Quarterly report pursuant to Section 13 or 15(d)

Basis of Presentation

Basis of Presentation
9 Months Ended
Oct. 02, 2021
Accounting Policies [Abstract]  
Basis of Presentation Basis of Presentation
The accompanying unaudited statements have been prepared in accordance with U.S. generally accepted accounting principles for interim financial information. Accordingly, they do not include all of the information and footnotes required by U.S. generally accepted accounting principles for complete financial statements. In the opinion of management, all adjustments, consisting of normal recurring accruals, considered necessary for a fair presentation have been included.
Operating Results
The results of operations for any interim period are not necessarily indicative of results for the full year. In addition, the COVID-19 pandemic has increased the volatility we experience in our financial results in recent periods and this could continue in future interim and annual periods. Operating results for the nine months ended October 2, 2021 are not necessarily indicative of the results that may be expected for the year ending December 31, 2021.
The balance sheet at December 31, 2020 has been derived from the audited financial statements at that date, but does not include all of the information and footnotes required by U.S. generally accepted accounting principles (“GAAP”) for complete financial statements.
For further information, refer to the financial statements and footnotes thereto included in Astronics Corporation’s 2020 annual report on Form 10-K.
Description of the Business
Astronics Corporation (“Astronics” or the “Company”) is a leading provider of advanced technologies to the global aerospace, defense and electronics industries. Our products and services include advanced, high-performance electrical power generation, distribution and motion systems, lighting and safety systems, avionics products, systems and certification, aircraft structures and automated test systems.
We have principal operations in the United States (“U.S.”), Canada, France and England, as well as engineering offices in the Ukraine and India.

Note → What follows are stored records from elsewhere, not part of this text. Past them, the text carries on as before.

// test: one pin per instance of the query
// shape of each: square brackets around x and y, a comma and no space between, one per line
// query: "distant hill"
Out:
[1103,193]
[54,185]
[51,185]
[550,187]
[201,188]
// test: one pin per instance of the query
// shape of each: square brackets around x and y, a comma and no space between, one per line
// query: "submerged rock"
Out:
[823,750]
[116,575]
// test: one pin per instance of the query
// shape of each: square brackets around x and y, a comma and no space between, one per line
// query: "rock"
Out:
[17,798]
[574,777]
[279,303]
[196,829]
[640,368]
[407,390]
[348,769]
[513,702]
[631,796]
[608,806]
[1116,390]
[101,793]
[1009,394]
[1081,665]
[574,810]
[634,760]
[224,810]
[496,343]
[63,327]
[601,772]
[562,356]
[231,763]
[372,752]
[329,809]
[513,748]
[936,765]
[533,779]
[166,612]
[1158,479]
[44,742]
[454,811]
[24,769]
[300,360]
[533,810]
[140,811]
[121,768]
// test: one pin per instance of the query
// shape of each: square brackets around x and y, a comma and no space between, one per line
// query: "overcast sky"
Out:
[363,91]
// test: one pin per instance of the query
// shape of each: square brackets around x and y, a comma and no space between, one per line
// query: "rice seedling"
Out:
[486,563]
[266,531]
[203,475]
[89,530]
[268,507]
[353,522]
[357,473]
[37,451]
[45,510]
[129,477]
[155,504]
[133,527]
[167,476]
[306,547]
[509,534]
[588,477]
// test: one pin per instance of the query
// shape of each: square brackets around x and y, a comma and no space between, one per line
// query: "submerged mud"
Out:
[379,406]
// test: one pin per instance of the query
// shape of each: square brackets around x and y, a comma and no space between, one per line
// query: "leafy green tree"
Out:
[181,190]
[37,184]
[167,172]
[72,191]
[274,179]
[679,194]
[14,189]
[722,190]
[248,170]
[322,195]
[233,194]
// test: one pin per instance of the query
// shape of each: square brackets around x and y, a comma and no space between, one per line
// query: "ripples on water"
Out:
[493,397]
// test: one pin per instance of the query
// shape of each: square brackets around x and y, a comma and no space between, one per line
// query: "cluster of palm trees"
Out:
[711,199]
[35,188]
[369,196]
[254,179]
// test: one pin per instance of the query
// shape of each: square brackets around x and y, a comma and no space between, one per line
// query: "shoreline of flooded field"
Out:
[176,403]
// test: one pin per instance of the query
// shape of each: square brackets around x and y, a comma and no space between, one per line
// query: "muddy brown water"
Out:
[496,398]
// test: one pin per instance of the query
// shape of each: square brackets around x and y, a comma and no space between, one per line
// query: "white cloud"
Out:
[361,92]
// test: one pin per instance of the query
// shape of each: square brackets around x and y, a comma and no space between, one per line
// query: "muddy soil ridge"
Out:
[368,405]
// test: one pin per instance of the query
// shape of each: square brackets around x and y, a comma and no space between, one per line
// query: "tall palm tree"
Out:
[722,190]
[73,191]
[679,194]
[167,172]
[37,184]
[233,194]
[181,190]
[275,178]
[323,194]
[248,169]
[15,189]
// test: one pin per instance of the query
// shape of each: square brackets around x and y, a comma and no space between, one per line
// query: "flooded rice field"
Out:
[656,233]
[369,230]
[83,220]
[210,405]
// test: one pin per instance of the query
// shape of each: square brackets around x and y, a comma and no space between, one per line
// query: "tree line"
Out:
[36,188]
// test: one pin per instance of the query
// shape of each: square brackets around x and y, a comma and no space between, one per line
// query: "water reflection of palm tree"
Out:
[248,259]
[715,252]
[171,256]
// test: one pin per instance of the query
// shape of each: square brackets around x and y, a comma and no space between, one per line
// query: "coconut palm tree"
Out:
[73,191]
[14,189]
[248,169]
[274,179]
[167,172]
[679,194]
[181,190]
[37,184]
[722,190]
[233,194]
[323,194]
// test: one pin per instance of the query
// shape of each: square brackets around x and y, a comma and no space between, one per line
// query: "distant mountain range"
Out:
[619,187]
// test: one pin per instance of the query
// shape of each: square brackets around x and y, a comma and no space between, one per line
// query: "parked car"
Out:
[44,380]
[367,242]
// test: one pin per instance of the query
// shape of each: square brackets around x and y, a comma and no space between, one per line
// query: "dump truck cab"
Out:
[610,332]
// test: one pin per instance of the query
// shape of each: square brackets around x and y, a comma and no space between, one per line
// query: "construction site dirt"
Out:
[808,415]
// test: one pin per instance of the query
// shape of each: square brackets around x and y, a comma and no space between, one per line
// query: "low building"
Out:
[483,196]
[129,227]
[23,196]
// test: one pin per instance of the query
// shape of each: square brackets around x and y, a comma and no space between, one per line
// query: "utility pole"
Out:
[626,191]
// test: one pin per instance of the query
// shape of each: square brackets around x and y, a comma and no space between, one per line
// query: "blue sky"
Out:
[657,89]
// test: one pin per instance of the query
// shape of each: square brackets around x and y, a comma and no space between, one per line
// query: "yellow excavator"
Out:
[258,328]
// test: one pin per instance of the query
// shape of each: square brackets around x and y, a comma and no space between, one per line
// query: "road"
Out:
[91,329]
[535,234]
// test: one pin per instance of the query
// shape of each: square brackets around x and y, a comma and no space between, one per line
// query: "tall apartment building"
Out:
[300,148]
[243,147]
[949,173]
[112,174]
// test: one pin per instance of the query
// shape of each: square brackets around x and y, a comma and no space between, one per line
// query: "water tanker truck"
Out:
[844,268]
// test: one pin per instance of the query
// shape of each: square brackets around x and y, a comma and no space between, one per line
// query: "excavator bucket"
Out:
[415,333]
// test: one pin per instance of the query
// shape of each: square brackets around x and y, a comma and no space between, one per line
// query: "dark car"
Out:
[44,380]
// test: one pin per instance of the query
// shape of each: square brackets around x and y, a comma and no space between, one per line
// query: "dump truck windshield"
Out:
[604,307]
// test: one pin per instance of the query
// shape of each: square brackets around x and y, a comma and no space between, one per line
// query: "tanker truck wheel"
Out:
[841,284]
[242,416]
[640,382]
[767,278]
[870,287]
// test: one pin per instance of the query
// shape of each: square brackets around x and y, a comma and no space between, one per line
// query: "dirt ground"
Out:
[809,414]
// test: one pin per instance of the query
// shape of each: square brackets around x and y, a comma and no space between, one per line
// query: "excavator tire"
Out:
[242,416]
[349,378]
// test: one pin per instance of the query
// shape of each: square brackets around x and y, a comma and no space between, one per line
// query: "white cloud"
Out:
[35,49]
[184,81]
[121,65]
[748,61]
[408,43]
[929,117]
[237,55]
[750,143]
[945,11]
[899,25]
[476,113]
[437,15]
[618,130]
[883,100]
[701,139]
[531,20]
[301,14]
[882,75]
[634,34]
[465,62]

On February 13, 2019, the Company completed a divestiture of its semiconductor test business within the Test Systems segment. The transaction included two elements of contingent earnouts. The First Earnout is calculated based on a multiple of all future sales of existing and certain future derivative products to existing and future customers in each annual period from 2019 through 2022. The First Earnout may not exceed $35.0 million in total. The Second Earnout is calculated based on a multiple of future sales related to an existing product and program with an existing customer exceeding an annual threshold for each annual period from 2019 through 2022. The Second Earnout is not capped. For the Second Earnout, if the applicable sales in an annual period do not exceed the annual threshold, no amounts will be paid relative to such annual period; the sales in such annual period do not carry over to the next annual period. Due to the degree of uncertainty associated with estimating the future sales levels of the divested business and its underlying programs, and the lack of reliable predictive market information, the Company will recognize such earnout proceeds, if received, as additional gain on sale when such proceeds are realized or realizable.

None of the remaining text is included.